Da Berlino arriva la proposta del Fondo Monetario Internazionale per l’Eurozona. A svelarla è direttamente la direttrice del fondo, la francese Christine Lagarde. Il fondo anticrisi è solo una parte di un discorso più ampio e senza dubbio condivisibile. Il rischio è che, nel concreto, si possa trasformare in una forma di austerity strutturale a piccole rate.

Ma cosa propone l’FMI? Si tratta di un fondo alimentato da tutti i paesi membri e che dovrebbe intervenire, in maniera automatica, a sostegno dei paesi in difficoltà. A fronte di una contribuzione annua dello 0,35% del PIL il fondo (central fiscal capacity, CFC) dovrebbe garantire un aiuto automatico ad un paese che si trovi ad affrontare un periodo di recessione e che sia sprovvisto di un adeguato “cuscinetto” fiscale.
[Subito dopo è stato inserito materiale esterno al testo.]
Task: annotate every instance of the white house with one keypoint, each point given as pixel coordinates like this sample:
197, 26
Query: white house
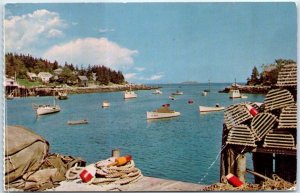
32, 76
58, 71
45, 76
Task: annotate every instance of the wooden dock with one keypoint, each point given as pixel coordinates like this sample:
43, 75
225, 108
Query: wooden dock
144, 184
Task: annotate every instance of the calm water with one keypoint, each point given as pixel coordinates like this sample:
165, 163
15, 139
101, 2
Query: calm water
181, 148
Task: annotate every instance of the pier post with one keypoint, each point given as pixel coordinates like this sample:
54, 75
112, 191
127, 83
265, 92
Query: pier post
263, 164
241, 167
115, 153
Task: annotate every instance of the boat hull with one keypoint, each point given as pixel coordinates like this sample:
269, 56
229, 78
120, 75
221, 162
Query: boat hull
157, 115
210, 109
43, 110
77, 122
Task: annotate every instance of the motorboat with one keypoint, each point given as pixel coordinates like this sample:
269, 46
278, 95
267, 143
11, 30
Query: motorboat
162, 112
129, 94
46, 109
211, 109
83, 121
235, 93
157, 91
10, 96
171, 97
177, 93
62, 96
105, 104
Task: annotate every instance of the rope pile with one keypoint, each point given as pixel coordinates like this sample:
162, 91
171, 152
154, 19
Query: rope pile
114, 176
276, 183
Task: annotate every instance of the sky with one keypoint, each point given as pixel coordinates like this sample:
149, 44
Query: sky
157, 42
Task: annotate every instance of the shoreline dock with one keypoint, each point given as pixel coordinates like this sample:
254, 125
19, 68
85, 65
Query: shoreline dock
144, 184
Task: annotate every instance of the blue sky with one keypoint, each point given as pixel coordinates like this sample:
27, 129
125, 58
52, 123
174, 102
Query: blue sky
157, 42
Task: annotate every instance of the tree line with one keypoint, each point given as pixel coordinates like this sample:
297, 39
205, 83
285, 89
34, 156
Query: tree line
269, 74
20, 64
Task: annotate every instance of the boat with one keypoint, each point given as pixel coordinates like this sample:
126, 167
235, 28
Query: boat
83, 121
207, 90
10, 96
129, 94
171, 97
62, 96
157, 91
105, 104
235, 93
162, 112
177, 93
46, 109
211, 109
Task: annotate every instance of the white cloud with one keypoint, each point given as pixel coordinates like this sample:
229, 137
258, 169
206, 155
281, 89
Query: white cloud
156, 77
139, 69
129, 76
106, 30
25, 32
92, 51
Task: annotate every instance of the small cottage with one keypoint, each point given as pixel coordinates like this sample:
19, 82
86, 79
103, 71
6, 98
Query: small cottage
32, 76
45, 76
83, 81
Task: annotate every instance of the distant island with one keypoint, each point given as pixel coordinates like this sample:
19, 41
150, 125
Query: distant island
190, 82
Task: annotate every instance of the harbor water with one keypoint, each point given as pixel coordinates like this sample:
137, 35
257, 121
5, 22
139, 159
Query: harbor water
184, 148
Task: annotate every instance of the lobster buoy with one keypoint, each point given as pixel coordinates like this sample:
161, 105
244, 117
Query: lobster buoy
88, 173
233, 180
251, 110
120, 161
190, 101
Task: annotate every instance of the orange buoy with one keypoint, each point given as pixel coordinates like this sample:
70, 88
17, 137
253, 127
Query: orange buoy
233, 180
88, 173
252, 110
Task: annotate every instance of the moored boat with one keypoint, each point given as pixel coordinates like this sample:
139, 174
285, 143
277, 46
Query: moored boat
157, 91
62, 96
46, 109
129, 94
77, 122
162, 112
177, 93
210, 109
105, 104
Il paese in questione, per accedere a questo fondo, deve essere in regola con i vincoli europei. Passata la “buriana” i fondi trasferiti dovranno essere reintegrati dal paese che ne ha beneficiato.

Uno strumento che, nelle intenzioni, vorrebbe rappresentare al tempo stesso un contributo ed un invito all’accelerazione nella creazione di una politica fiscale comunitaria. L’Eurozona gode di una robusta ripresa economica e dovrebbe quindi, secondo l’FMI, approfittare di questa finestra temporale per rafforzare i meccanismi di difesa in caso di recessione.  IL CFC, secondo lo studio del fondo monetario, dovrebbe garantire un dimezzamento degli effetti recessivi sul paese che ne usufruirà, restringendo la forbice tra paesi ricchi e paesi meno ricchi.

Il CFC, in caso di crisi particolarmente pronunciate, è potenziabile con il ricorso al mercato. Legandolo al rispetto dei parametri europei e sancendo il principio che chi ne usufruisce deve restituire i fondi utilizzati, l’FMI tenta di rendere lo strumento più “digeribile” ai paesi virtuosi.

Per Lagarde l’Eurozona deve accelerare l’integrazione fiscale per poter rispondere concretamente alle derive populiste uscite dalle recenti tornate elettorari ed affrontare la delicata fase post Brexit.

Germania e Francia sono i soggetti  destinatari del messaggio. Riusciranno i big players continentali a non trasformare questa occasione in una sorta di austerity a piccole e comode rate annuali? Potrà la Germania accettare che parte lo 0,35% della sua ricchezza serva ad aiutare le cicale europee?